Who sometimes live in caves so no one can see them.

Or who live in our midst, in a luxurious penthouse, ready to throw on a special outfit at a moment's notice, or to take off in a souped-up car that looks like an ordinary automobile, but which actually flies, shoots, and can even travel underwater.

Heroes who know that evil can lurk anywhere, who can always duck into a phone booth, change clothes, and sally forth against the enemy in their brightly colored costumes: handsome, powerful, and invulnerable.

The night is the right place for heroes.

 

Marco Aragona walks unhurriedly, straight down the center of the sidewalk.

He left his car in the garage. The usual spectacular entrance: tires screeching, brakes slamming. The sleepy nighttime parking attendant's usual jerk into wakefulness, the usual resentful glare, the usual forced smile:
Buonanotte
, Dottore. He knows, that Moroccan asshole, that Marco's a cop. He knows that if he so much as thought of saying something, Corporal Marco Aragona would kick his ass sideways.

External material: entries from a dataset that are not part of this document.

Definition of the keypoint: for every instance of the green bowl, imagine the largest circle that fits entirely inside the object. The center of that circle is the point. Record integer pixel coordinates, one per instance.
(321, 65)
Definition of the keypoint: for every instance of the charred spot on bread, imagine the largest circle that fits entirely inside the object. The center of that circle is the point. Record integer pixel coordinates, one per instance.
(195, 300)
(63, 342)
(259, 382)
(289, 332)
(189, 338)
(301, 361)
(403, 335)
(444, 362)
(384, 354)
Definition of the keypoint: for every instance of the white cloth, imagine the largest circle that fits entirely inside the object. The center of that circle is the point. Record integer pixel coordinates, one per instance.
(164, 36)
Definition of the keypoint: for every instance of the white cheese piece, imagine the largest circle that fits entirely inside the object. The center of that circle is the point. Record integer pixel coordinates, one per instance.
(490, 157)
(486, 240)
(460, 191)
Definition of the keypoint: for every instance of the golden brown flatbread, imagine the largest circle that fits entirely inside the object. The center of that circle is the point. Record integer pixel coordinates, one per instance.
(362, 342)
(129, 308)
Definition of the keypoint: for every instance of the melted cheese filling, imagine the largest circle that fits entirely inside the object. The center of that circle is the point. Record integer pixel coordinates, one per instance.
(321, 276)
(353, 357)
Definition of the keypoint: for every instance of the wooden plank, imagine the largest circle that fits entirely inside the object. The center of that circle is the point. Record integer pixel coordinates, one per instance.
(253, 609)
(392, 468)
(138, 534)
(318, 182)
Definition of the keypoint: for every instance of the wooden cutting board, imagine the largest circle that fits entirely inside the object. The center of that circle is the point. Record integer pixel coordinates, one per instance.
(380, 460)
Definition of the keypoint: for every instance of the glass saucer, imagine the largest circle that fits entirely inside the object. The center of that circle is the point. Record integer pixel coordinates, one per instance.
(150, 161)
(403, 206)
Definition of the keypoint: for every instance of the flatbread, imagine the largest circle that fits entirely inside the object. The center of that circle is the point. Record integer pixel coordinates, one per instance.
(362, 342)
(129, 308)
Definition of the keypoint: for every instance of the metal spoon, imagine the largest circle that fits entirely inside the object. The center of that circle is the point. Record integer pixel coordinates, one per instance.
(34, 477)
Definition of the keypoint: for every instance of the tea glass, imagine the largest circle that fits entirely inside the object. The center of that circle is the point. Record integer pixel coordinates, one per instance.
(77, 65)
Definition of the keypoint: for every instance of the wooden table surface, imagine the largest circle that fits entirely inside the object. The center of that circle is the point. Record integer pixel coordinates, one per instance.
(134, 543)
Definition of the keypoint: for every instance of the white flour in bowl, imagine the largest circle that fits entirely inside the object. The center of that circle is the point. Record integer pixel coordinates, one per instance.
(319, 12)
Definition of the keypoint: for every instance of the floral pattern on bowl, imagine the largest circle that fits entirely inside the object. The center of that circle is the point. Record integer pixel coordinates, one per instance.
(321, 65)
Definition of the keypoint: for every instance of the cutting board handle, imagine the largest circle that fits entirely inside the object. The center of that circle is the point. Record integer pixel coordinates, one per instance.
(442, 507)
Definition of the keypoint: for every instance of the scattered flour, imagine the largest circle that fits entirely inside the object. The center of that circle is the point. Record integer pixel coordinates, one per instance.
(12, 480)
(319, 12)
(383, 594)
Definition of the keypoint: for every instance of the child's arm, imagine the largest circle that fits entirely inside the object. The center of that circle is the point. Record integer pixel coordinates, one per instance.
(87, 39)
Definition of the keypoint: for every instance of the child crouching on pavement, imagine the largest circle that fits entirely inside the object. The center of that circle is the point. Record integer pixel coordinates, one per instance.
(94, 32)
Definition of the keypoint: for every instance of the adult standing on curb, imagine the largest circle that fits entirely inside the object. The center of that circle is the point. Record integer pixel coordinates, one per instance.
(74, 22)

Striding smugly down the deserted street, Marco Aragona feels like the master of the night. The terror of all the two-bit sewer rats who populate this city, the rats who emerge from their holes only when darkness comes to shelter them. It wouldn't be hard to clean up this city, if there were a hundred Marco Aragonas, a special squad with license to come down heavy. That broom would sweep clean: So long, faggots, sluts, thieves, and illegals.

Marco thinks that all the mealymouthed optimism politicians, priests, and humanitarian associations spout is bound to be the ruin of the country. We ought to be
less
tolerant, he always says. A little spring-cleaning and then you'd see.

No fear of the night for Corporal Marco Aragona. And not much desire to sleep, as far as that goes. He takes the long way around, he feels like thinking. Hard day. The whole thing with the kidnapped boy really is brutal.

At first, he'd assumed this would be a good career opportunity: It's not like kidnappings come along every day. But then the idea of having to partner up with Hulk had almost convinced him to foist the thing off onto someone else. Working with that guy was like sitting on a crate of explosives, you never knew what might happen. And dealing with the little kid's family made him uneasy, too. Everyone's nerves balanced on a knife's edge, everyone ready to take offense or act all scandalized; and yet this was a kidnapping, not a palace ball. The quicker they got that straight, the better it would be, both for the investigation and for that poor little kid.

He stops before the front door of his home. Actually, it's not really a home at all. Aragona lives at the Hotel Mediterraneo, midway between police headquarters, where he'd been assigned when he first moved to the city, and Pizzofalcone's precinct house.